The decision to take the project online made it imperative to switch to a ‘blended learning’ situation. This meant that some students joined from their homes, while others joined from studios in the ArtEZ building. “We were fifty-eight students, five teachers (Eva herself, Shelley Senter, Bettina Neuhaus, Thomas Körtvélyessy and Eva Tremel) and two assistants, joining from six countries and multiple cities”, Eva describes the project. "It held new challenges for all of us. We were being asked to step beyond our known ways of working, into the world of digital-live interaction.” By the time the group began the week, they knew a great deal about how they would be working with the technology. At the same time, they were constantly playing with multiple unknowns, making many of their decisions as they proceeded. While students were working on their tasks during afternoon sessions, teachers and assistants moved between the 11 Breakout Rooms. They watched, gave feedback and suggestions on what they saw, and engaged the members of each group in collaborative problem-solving.

 

Less effort sometimes gives more clarity and freedom in my body. It was pure, pedestrian, human as Trisha Brown would have called it.
INE, student

 

Trisha Brown's choreography is fluid, clear, very physical, yet needs to be danced with the greatest of ease. To be able to perform it authentically, it is imperative to un-do existing holding patterns. Eva explains: “As the week progressed, students began to consider the physical reality of increased space inside their bodies, opening up movement accessibility and choices. Rather than moving from one inactive body configuration to another, they explored swing and momentum, and had a glimpse into what it means to let movement happen.”

New discoveries

One of Eva’s goals with the project was to encourage students to reflect on and continue to explore the ideas they encountered during the Beyond ... Trisha Brown’s Locus week.

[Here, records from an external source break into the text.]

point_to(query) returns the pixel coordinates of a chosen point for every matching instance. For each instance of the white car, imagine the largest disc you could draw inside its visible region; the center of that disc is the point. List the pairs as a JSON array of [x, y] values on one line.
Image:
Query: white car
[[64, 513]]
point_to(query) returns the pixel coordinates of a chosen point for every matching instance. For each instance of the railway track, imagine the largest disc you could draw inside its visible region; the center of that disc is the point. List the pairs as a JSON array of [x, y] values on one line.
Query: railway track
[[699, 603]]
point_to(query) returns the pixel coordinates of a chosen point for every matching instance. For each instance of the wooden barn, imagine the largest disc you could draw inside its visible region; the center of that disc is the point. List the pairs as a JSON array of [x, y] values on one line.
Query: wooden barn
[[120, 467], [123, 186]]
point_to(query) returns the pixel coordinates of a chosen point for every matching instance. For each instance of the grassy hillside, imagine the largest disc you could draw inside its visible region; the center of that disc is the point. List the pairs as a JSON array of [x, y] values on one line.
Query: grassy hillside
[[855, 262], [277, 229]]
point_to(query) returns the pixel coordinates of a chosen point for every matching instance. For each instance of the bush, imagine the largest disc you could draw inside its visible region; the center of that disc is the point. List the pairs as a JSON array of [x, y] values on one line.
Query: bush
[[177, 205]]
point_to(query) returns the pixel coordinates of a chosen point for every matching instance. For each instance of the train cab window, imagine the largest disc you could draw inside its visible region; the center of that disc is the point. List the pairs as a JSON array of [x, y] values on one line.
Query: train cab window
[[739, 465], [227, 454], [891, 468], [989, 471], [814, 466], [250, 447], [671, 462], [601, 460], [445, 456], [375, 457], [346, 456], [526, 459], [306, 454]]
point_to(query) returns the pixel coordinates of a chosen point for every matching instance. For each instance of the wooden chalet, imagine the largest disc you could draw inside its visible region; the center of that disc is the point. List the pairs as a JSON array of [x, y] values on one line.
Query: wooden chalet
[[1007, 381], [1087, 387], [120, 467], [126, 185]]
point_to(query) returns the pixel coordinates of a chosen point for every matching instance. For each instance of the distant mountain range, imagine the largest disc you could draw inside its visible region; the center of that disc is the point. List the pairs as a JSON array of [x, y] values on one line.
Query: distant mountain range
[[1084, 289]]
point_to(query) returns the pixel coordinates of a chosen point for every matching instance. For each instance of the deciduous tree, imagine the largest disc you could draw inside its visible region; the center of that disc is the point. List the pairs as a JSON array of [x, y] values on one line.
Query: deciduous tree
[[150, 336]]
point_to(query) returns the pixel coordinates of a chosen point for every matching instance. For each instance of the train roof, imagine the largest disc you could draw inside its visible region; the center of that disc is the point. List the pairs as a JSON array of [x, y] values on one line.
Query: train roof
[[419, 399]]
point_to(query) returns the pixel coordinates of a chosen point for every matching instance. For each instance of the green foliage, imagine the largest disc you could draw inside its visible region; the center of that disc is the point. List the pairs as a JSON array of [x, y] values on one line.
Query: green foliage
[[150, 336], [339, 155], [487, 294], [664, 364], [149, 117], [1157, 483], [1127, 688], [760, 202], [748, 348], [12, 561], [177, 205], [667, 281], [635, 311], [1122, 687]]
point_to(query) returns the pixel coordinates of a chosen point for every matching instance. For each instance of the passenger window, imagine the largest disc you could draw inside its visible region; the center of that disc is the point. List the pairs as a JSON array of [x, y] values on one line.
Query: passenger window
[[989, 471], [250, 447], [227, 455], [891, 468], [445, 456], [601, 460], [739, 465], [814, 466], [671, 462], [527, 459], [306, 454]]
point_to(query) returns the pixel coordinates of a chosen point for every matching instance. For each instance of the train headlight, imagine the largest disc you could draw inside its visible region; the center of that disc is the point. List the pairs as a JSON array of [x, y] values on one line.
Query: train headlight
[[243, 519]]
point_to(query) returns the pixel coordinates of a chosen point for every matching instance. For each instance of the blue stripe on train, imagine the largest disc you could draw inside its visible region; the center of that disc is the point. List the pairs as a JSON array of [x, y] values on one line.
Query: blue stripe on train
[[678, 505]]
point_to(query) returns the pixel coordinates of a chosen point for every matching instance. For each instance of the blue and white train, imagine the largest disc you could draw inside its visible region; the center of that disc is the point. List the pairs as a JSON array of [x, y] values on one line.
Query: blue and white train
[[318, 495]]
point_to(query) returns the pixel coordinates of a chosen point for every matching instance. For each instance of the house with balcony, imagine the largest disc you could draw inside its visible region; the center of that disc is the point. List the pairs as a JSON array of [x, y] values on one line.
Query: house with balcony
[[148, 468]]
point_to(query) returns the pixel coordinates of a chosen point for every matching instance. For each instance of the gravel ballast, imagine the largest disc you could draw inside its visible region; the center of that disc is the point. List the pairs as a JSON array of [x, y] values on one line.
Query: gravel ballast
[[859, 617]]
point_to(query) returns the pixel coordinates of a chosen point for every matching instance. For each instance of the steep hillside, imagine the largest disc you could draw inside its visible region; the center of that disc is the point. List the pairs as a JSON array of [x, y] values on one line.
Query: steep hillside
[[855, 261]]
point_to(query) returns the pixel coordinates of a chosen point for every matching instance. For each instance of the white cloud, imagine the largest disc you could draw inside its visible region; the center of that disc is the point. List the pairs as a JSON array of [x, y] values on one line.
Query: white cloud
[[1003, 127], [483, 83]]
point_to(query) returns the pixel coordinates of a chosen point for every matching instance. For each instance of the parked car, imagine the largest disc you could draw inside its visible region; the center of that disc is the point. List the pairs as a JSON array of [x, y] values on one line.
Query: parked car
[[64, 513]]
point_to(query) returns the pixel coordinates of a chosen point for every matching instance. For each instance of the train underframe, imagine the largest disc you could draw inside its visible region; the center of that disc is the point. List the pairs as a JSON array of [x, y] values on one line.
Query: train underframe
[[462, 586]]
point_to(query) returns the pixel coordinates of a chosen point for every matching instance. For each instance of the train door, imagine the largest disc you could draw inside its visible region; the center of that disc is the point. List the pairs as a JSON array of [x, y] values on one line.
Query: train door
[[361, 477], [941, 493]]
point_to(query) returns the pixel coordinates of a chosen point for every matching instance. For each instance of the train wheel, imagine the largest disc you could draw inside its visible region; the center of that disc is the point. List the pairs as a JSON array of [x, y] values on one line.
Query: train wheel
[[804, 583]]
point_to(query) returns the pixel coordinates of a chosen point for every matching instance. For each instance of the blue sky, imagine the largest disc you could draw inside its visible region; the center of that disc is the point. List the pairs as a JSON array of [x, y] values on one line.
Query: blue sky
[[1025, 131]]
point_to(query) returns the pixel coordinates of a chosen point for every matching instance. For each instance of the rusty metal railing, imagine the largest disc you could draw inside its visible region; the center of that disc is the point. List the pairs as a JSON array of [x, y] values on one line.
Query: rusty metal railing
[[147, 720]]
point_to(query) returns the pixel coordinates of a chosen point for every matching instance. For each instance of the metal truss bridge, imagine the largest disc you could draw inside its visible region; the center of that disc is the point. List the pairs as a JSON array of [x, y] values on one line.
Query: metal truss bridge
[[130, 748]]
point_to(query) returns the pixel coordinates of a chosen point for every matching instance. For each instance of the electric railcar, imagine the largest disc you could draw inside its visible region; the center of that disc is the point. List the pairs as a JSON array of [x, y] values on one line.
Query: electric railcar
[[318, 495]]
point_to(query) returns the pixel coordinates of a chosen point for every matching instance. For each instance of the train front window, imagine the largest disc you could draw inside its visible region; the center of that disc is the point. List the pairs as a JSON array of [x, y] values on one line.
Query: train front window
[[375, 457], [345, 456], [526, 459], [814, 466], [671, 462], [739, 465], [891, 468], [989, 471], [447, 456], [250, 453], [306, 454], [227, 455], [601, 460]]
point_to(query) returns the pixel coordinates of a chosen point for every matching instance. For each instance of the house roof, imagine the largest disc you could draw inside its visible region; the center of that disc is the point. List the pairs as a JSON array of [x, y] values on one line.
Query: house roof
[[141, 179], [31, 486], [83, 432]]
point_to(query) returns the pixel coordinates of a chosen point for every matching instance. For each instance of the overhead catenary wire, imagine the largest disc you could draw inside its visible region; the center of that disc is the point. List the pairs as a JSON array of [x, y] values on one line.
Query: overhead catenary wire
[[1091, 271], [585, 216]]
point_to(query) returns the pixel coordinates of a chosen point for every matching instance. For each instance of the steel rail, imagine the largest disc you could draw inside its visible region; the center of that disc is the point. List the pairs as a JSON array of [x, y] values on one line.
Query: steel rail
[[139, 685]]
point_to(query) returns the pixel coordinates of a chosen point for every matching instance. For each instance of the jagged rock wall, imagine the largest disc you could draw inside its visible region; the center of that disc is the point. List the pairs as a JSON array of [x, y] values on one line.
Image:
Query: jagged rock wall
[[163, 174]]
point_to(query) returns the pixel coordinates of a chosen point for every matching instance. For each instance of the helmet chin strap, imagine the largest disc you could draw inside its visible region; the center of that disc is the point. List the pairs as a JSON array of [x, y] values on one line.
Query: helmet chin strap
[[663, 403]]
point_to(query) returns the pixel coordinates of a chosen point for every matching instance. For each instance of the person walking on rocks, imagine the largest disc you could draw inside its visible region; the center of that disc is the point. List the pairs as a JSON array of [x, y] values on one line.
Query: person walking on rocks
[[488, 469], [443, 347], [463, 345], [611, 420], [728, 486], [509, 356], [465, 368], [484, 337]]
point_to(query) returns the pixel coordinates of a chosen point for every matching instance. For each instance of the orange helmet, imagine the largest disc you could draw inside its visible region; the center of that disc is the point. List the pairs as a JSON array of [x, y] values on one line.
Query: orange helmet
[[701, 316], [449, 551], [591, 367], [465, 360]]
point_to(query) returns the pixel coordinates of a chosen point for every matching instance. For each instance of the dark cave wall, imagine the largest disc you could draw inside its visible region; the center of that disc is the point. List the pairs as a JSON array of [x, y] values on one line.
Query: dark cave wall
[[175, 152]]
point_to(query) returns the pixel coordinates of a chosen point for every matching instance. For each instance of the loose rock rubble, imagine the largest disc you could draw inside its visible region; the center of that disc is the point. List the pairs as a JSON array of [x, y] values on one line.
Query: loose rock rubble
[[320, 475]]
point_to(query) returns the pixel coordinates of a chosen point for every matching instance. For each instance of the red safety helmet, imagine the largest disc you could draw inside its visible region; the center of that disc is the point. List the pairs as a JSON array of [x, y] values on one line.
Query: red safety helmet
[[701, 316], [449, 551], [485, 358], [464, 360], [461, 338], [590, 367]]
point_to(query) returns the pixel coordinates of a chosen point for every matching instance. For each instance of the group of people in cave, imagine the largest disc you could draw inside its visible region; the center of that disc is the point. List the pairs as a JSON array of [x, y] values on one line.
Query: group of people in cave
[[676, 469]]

In this way they can learn from the past and move forward into a future, dancing and creating work which is of their own making. “The project clearly moved us into new territory. Over the course of the week, we were able to see the student’s physicality open up, and their moving become more varied and freer. Our focus was not on limitations. We were looking for possibilities, and most students understood that following the constraints forced by the space and score restrictions as exactly as they could, pushed them into new mental and physical territories. They could feel and see their classmates up-ending habitual thought and movement patterns. At the same time, many students realized that it was essential, and up to them, to affirm their instincts as artists and dancers in order to discover their own freedoms within these (and any) restraints."

 

By erasing the mental boundaries between the ideas of ‘living’ and ‘performing’, I can become more engaged in what I am doing on stage. I can allow myself to be on stage, to be while performing – to fully experience my actions as they are and thus my actions to be fully complete.
DAVID, student

 

During the project, in all Breakout Rooms students were mixed levels, so they encountered collaborative decision-making with colleagues from differing levels of experience. “We were encouraging students to also embrace the challenges and complexities of the online/in-studio format of the week. It was clear that many students discovered useful ways of approaching online learning. We were addressing not only physicality and imagination, but also ways of developing practice – essential for today’s dance artists, since it means learning about self-reliance, self-empowerment, how to mine one’s own imaginative resources, how to be mature enough to be able to work for oneself.”